Unable To Fit Pete Carroll's Scheme, DE Jackson Sent To Lions for Pick

Colin GriffithsContributor IAugust 18, 2010

MINNEAPOLIS - NOVEMBER 22:  Lawrence Jackson #95 of the Seattle Seahawks sits on the bench against the Minnesota Vikings at Hubert H. Humphrey Metrodome on November 22, 2009 in Minneapolis, Minnesota.  (Photo by Nick Laham/Getty Images)
Nick Laham/Getty Images

A familiar story line seems to be recurring in the Seahawks camp, trades involving 2008 first-round draft picks for late-round 2011 draft picks.

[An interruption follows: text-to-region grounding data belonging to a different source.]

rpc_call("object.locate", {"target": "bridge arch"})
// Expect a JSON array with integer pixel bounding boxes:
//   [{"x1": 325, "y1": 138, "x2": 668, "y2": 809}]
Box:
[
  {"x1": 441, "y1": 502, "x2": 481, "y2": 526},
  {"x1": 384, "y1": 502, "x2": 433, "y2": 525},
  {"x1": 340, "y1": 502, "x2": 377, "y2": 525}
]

Kentwan Balmer came to the Seahawks from San Francisco for a sixth-round pick over the weekend.  Today, the man selected just before him, Lawrence Jackson, was sent packing to the Detroit Lions for an undisclosed (likely late-round) draft pick.

There was speculation that Jackson was feeling a bit lost amongst the new defensive scheme, which has emphasis on size to stop the run, and speed rushers to attack opposing quarterbacks.  With Red Bryant firmly entrenched on one end as a bulky, gap-filling defensive end, and Chris Clemons showing promise rushing from the opposite side, Jackson's role diminished drastically.  

Kentwan Balmer, although to date has shown little, fits the physical characteristics Carroll is looking for in his defensive line.  The two trades really work out to swapping one player for another, as the Seahawks will likely replace the pick given up for Balmer with the Jackson trade.

When looking at the roster, it is clear how Jackson didn't size up, literally, to Carroll's ideals for the position.  Balmer, listed on the roster as a defensive end and weighing in at 315 pounds, will compete to be the main backup to 323 pound Red Bryant.  

On the other end, starter Chris Clemons, weighing in at 254 pounds, has a host of players competing to back him up, all playing near the same weight.  Jackson lacked what Carroll wanted in his "Leo" defensive end position, speed and quick release, nor did he have the girth to fill the running lanes on the opposite side.    

The defensive scheme up front has shifted so drastically that a player drafted just two years ago finds himself in new surroundings trying to reclaim a career in the NFL.  

All the speculation that Carroll might have unfair bias toward players he once coached at USC is a notion that is all but dead at this point.  In a series of bold moves, the defensive unit has taken on an all new identity whose success or failures on the field awaits them come the regular season.